Shutterstock
Promo 6525761fdd901

Three Tips for Boosting CNN Inference Performance

Oct. 10, 2023
Large performance gains with minimal changes are possible by optimizing convolutional neural network models.

Members can download this article in PDF format.

What you’ll learn:

  • How to improve the performance of CNN architectures for inference tasks.
  • How to reduce computing, memory, and bandwidth requirements of next-generation inferencing applications. 

This article presents three tips that can help you significantly improve the performance of convolutional neural network (CNN) architectures for inference tasks. These tips are based on Recogni’s experience in successfully converting numerous neural networks (NNs) that have been trained on tasks ranging from simple image classification to more sophisticated challenges including semantic segmentation and 2D and 3D object detection. There’s real-world experience behind these tips.

Image classification is a computer vision application that uses a NN to recognize objects in a picture or a video frame by extracting and recognizing features in the image. A NN applied to semantic image segmentation attempts to label each pixel of an image with a corresponding object class.
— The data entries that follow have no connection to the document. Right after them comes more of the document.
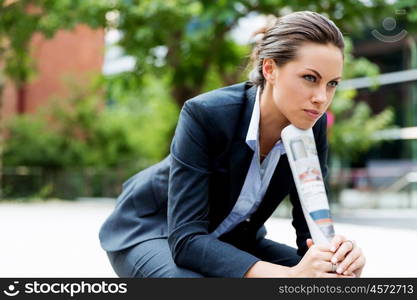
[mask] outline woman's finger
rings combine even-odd
[[[344,257],[354,249],[354,243],[352,241],[344,241],[333,255],[331,262],[337,263],[342,261]]]
[[[330,261],[324,261],[323,263],[323,271],[326,273],[335,273],[337,264],[334,264]]]
[[[359,248],[349,251],[348,254],[345,256],[345,258],[339,263],[339,266],[337,267],[336,272],[339,274],[342,274],[360,256],[361,256],[361,251]]]
[[[328,248],[320,248],[317,245],[312,246],[308,251],[310,251],[311,258],[317,262],[330,262],[333,256]]]
[[[355,278],[355,274],[353,275],[340,275],[337,273],[323,273],[320,277],[324,278]]]
[[[327,278],[352,278],[355,275],[347,274],[337,274],[332,272],[332,263],[329,261],[318,261],[314,264],[314,268],[318,274],[318,277],[327,277]]]
[[[361,253],[361,255],[359,255],[359,257],[348,266],[348,268],[345,272],[343,272],[343,274],[353,274],[353,272],[355,272],[356,270],[363,268],[363,266],[365,265],[365,260],[365,256]]]
[[[346,241],[346,237],[340,234],[335,235],[330,242],[330,251],[335,252],[344,241]]]
[[[330,245],[317,245],[313,244],[310,248],[314,247],[315,249],[323,252],[330,252]]]

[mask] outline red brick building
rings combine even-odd
[[[53,39],[36,34],[31,41],[31,55],[36,65],[34,79],[18,89],[6,84],[2,119],[17,113],[31,113],[51,97],[69,95],[66,78],[88,85],[94,74],[101,73],[104,60],[104,30],[79,25],[72,31],[59,31]]]

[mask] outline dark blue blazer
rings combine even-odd
[[[206,276],[242,277],[259,260],[250,249],[265,236],[264,222],[290,195],[298,254],[304,255],[310,233],[286,155],[250,221],[219,238],[209,234],[230,213],[243,186],[253,156],[245,139],[255,97],[255,86],[240,83],[186,101],[170,155],[124,183],[100,230],[103,249],[118,251],[168,238],[177,265]],[[313,132],[325,176],[325,115]]]

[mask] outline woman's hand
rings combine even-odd
[[[334,246],[335,244],[332,245]],[[296,266],[291,268],[290,277],[355,277],[355,275],[344,275],[332,272],[332,263],[330,260],[335,253],[330,251],[331,246],[314,245],[311,239],[307,240],[307,246],[309,249],[304,257]]]
[[[360,277],[366,261],[362,249],[343,235],[335,235],[330,245],[330,251],[334,253],[331,262],[337,264],[336,272]]]

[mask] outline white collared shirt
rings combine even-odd
[[[223,233],[232,230],[242,221],[246,220],[250,222],[250,216],[261,203],[281,155],[285,154],[284,145],[279,140],[275,143],[263,162],[260,163],[259,121],[260,88],[258,87],[255,105],[246,134],[246,144],[253,150],[252,161],[235,206],[216,230],[212,232],[212,235],[215,237],[219,237]]]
Object detection goes even further and requires even more computing power to draw bounding boxes around the objects, which means predicting their position in the image and size. It’s an essential technology needed to enable autonomous vehicles (AVs), informing the vehicle about its surroundings from cars and bicycles to traffic signs and lights and road lane markings.

Training Neural Networks

Typically, NNs are trained using a cluster of servers bolstered by general-purpose graphics processing units (GPGPUs). For accuracy, NN training almost universally relies on floating-point number representations for the NN’s weights and activations. Due to the use of floating-point representations and the sheer number of computations needed, NN training requires an immense amount of computing power.

If that type of compute was trivially used during inference in embedded and edge applications, it would be prohibitively power-hungry—especially for battery-powered mobile applications such as AVs. Thus, care must be taken to reframe the inference problem in ways that reduce the amount of computation needed while maintaining the required accuracy.
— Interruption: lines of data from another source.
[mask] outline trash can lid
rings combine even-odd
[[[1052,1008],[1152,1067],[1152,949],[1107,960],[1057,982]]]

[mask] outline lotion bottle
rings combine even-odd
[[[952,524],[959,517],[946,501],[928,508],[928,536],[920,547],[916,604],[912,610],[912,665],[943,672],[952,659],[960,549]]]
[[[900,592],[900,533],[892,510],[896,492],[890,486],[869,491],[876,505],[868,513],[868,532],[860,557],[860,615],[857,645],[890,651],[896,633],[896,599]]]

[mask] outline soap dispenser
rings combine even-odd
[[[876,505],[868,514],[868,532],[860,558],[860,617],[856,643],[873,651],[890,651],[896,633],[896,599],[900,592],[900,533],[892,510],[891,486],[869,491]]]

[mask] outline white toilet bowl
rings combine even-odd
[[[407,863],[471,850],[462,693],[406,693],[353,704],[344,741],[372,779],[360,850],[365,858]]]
One of Recogni’s semantic segmentation CNNs that was trained on the A2D2 dataset—a driving dataset of video published by Audi—achieved a mean intersection over union (IoU) score of 83.78%. It even surpassed the original paper’s reference performance after having been compressed and quantized to Recogni’s proprietary mathematical systems. 

The IoU score specifies the amount of overlap between the predicted and ground-truth bounding boxes. It’s the ratio of the intersection (the overlap) of the predicted bounding boxes and the ground-truth (actual) bounding boxes divided by the union of these two boxes.

If the prediction is perfect, the score is 100%. If the prediction is so poor that the predicted bounding boxes don’t overlap the ground-truth bounding boxes at all, the score is zero. Semantic segmentation is used in AD/ADAS for various applications such as classifying the road into drivable and non-drivable segments or identifying parking spots and sidewalks.

A single numeric score can often fail to capture all of the details required to judge CNN performance and the IoU metric is no exception. Figure 1 subtracts the pixel-value predictions of the original CNN with the predictions of a converted network for a single sample of the dataset. Differences between the CNN’s predictions and ground truth appear in color and matches appear black.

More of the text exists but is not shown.